Hassan Massoudy was born in 1944 in Najef, South of Iraq. He grew up amid the scalding heat of the desert, in a traditional Iraqi society characterised by strong religious beliefs, a high sense of solidarity and a keenness for festive gatherings. As youngster, in this town where all images were prohibited, he fulfilled his passion for art by making drawings and calligraphies while investing all his energy to get paper and pigments. In 1961 he left for Baghdad and started working as an apprentice for various calligraphers. He visited exhibitions of modern art which fascinated him and from then on, started to dream of studying art. The unfolding political events and ensuing dictatorship prevented him to do so.
He eventually left Iraq for France in 1969, freed from the oppressing regime but heartbroken. He got to the “Ecole des Beaux-Arts” of Paris where he first worked on figurative painting. But he did not stop calligraphy altogether; to pay for his studies, he was doing headlines in calligraphy for Arabic magazines. Over the years, calligraphy progressively got into his figurative painting and eventually took its place. In 1972, he created the show “Arabesque” with the actor Guy Jacquet joined a few years later by the musician Fawzy Al Aiedy. Arabesque was a public performance combining music and poetry together with calligraphies being performed and projected on a large screen. They did many performances across France and Europe over a period of thirteen years. Over the years, it brought more spontaneity in his gesture and a more instantaneous way for him to express himself. This experience marked a definite turn in Hassan’s work.

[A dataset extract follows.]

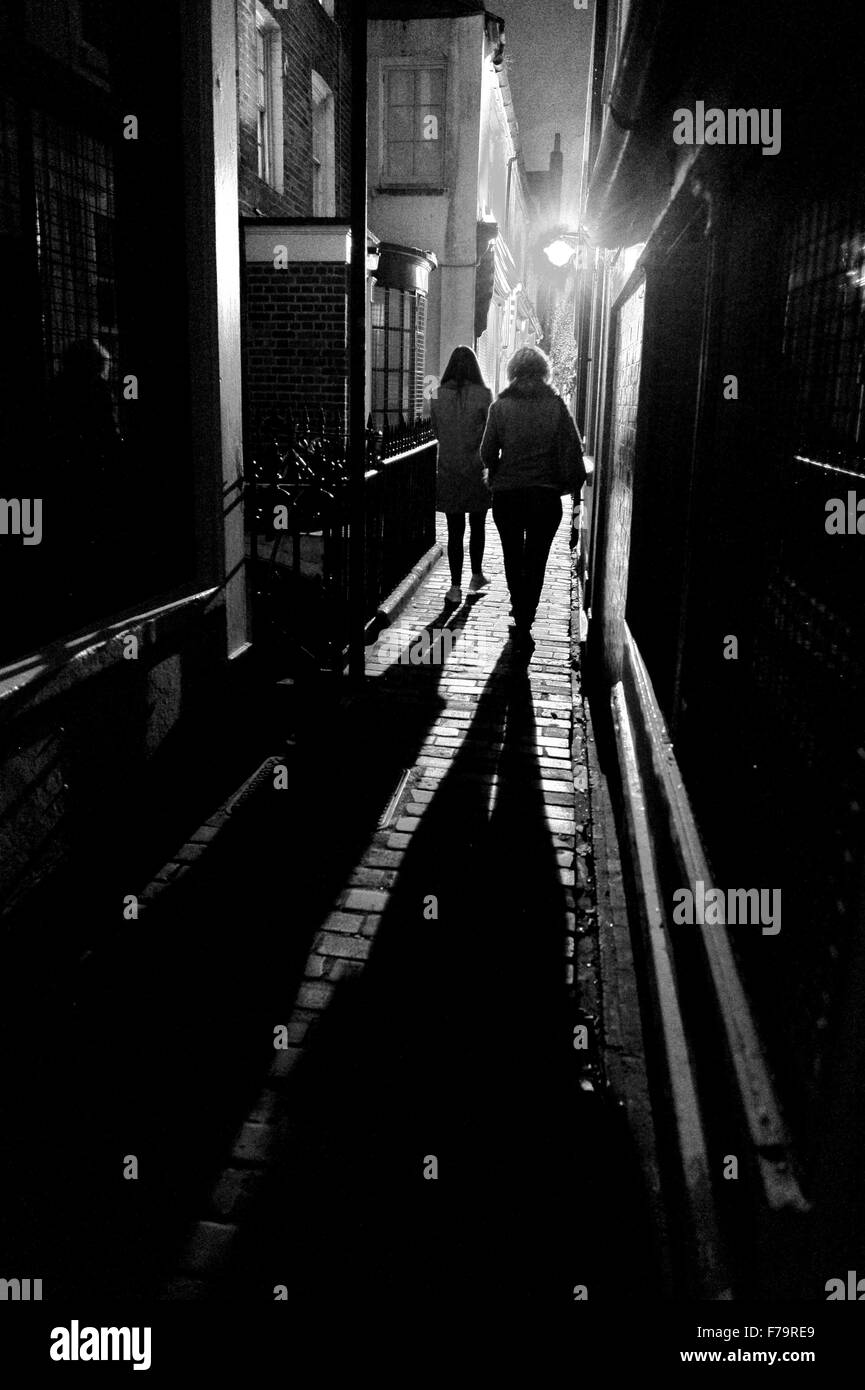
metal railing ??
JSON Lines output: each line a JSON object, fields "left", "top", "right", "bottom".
{"left": 610, "top": 624, "right": 812, "bottom": 1299}
{"left": 246, "top": 407, "right": 437, "bottom": 676}
{"left": 364, "top": 416, "right": 437, "bottom": 617}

The drawing of his calligraphy became swifter and his gesture richer. Traditionally Arabic calligraphy is done with black ink. To better express himself, he broke from the tradition and introduced other colours particularly on his work on large size paper. While creating new pieces, he put together on his own, another show focusing on improvisations called “Calligraphie d’ombre et de lumiere” or “calligraphy of light and shade.” In that new show, calligraphies are created in front of the very eyes of the spectator; black letters contrasting with light. Phrases, words and letters are projected on the screen. With calm and control, each letter takes shape flowing freely in the bright light. Then the movement accelerates, the word charged with energy eventually finds its perfect balance. The aesthetic, geometry and rhythms of the calligraphy are unveiled. The compositions are born. The dynamics of the gesture gives birth to poetry.
In 1995, he is involved in the design of the stage set for the ballet “Selim” with the dancer Kader Belarbi from the Opera de Paris and the singer Houria Aichi on a choreography from Kalemenis.

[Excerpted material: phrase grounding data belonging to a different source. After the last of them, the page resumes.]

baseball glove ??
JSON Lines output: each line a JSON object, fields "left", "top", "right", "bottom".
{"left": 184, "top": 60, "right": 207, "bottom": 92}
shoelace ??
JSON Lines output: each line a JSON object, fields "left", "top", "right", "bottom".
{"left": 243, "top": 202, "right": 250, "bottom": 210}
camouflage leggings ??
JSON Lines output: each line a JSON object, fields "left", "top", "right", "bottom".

In 2005 he met the dancer and choreographer Carolyn Carlson, and the musician Kudsi Erguner. Together with three other dancers and three other musicians, they created the show “Metaphore”, a harmony of music, dance and calligraphy.
Creations from Hassan Massoudy are a subtle mix of present and past, oriental and occidental art, tradition and modernity. He perpetuates tradition while braking from it. Over the years he has purified and simplified the lines of his drawing. The words and phrases he draws come from poets and writers from all over the world or sometimes simply from popular wisdom. All his work is strongly inspired by a humanistic interest. The emotion that one may feel looking at his calligraphies comes from the movement of the lines, their lightness, their transparency, the balance between black, white, emptiness and fullness, the concrete and the abstract. From his training as a calligrapher in Iraq, Hassan Massoudy has kept the noble spirit of the craftsman who creates or invents his own tools and prepares his own inks.